2. Make sure the water heater has water in it before turning it on. You should be able to check that the water heater has water in it by turning the sink all the way to hot and having water come out. Better yet, familiarize yourself with the water heater and open the blow off valve on the external side of the water heater. If their is pressurized water in the water heater, you should get water out of the blow off when you hold it open. Firing a dry water heater can fry it if it doesn't have working failsafes.
3. If driving with jacks attached (not recommended, but probably necessary in your situation), never forget they are there, as they stick out quite a bit and are prone to getting caught on rocks, posts, gas pumps etcetera, which will damage the camper.
4. Pay attention to amperage when plugging in to shore power. There should be labels on your shore power inlet telling you what you can and can't do.
5. If you take the camper off the truck so the camper is freestanding on jacks, you are not supposed to go in the camper as the floor is not designed to hold weight when it is not supported underneath. Many people build a pedestal or dolly platform so they can go in and out without it being on the truck.
6. Your camper must be winterized if it will be in sub-freezing temperatures with no heat on. This is the process where you make sure there is no water in the system, which can freeze and break pipes.
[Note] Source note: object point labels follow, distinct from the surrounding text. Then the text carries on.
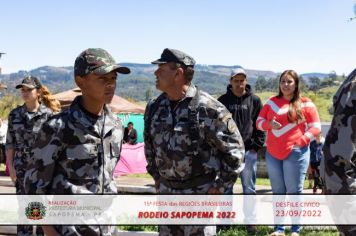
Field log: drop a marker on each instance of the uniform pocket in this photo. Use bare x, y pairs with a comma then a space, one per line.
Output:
82, 162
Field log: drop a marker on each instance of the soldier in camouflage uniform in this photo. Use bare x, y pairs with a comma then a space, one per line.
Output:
192, 144
77, 150
24, 123
338, 167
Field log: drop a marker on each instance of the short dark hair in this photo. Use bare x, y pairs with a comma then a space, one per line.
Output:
188, 71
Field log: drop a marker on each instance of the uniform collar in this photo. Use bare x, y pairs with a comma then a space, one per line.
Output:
80, 119
42, 109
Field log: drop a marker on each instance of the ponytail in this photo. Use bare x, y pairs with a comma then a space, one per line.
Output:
48, 100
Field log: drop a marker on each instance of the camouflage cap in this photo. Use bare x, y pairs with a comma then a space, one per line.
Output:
98, 61
174, 55
30, 82
238, 71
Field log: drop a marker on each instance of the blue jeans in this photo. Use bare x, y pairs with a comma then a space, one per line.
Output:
248, 174
287, 176
248, 181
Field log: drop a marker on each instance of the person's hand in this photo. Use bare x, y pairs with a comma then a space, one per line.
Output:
214, 190
275, 124
12, 173
252, 150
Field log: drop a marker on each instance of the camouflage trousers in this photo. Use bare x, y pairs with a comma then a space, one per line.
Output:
186, 230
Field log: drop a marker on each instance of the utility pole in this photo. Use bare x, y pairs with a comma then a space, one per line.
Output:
2, 86
1, 53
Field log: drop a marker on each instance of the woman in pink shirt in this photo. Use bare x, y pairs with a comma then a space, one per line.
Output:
291, 121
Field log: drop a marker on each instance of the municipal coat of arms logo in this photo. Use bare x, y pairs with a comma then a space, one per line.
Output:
35, 211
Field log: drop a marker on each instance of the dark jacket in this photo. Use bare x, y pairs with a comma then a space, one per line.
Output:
245, 110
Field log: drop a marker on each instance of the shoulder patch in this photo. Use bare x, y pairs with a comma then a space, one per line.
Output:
231, 126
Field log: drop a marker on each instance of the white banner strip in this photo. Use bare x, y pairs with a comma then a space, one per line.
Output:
177, 209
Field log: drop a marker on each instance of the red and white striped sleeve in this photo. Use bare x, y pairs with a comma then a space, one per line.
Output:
313, 125
262, 122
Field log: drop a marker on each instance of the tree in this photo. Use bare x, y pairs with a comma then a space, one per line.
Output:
148, 94
314, 84
261, 84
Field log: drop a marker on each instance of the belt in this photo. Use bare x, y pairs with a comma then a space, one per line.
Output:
26, 150
189, 183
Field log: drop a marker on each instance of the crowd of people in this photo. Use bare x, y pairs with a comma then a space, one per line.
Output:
194, 143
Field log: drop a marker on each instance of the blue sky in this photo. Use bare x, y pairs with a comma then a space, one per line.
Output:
305, 35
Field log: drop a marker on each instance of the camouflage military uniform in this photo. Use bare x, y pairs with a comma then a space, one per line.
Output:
184, 165
338, 168
76, 153
22, 131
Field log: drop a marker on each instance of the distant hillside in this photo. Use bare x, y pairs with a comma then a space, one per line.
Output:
140, 84
318, 75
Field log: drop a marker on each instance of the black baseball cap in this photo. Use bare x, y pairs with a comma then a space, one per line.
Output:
174, 55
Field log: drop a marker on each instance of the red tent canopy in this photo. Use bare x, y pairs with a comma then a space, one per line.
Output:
117, 105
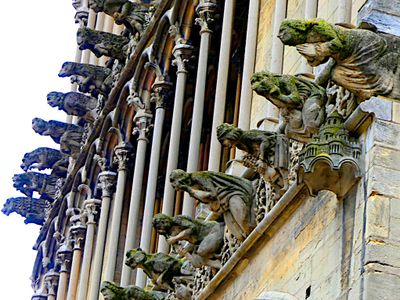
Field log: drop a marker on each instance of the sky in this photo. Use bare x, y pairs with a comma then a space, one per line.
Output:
37, 37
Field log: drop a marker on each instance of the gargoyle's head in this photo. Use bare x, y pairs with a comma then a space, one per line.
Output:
135, 257
228, 135
55, 99
111, 291
180, 178
162, 223
39, 125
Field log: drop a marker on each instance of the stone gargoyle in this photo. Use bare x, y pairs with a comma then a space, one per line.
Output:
46, 158
267, 153
111, 291
74, 104
131, 15
366, 63
90, 78
160, 268
30, 182
205, 237
227, 195
54, 129
33, 210
301, 102
102, 43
7. The roof is weak, and not meant to support weight. Do not walk on it, or store anything that exceeds the weight rating (100 pounds if I remember right). Clear snow off it like your life depends on it.
Quirks:
If your FWC has a regular 120v outlet (like in your house), most likely it will only work when you are plugged into shore power.
Condensation is a big issue with any camper. In cold weather when you are running the furnace inside, you will want to check under the mattress periodically for condensation. It will form there because it is a very exposed area with two moist humans sleeping on it, and condensation that forms on the canvas sides will run down and collect there. My wife and I actually slept and cooked in our FWC for a full year while we were building our house. This included a brutal winter. We had the thermal pack insulation in the canvas pop up, but we actually had to remove it so condensation on the canvas could dry. We also had to keep the under mattress condensation in check. We had actual ice beneath our mattress many times. A FWC camper is not designed for the winter, but it can be done.
Unloading and loading the camper on the truck for the first time can be difficult, and you will bicker with your spouse. Do not try and rush it or force anything. Watch a video about it, but also know that every rig has a little different geometry.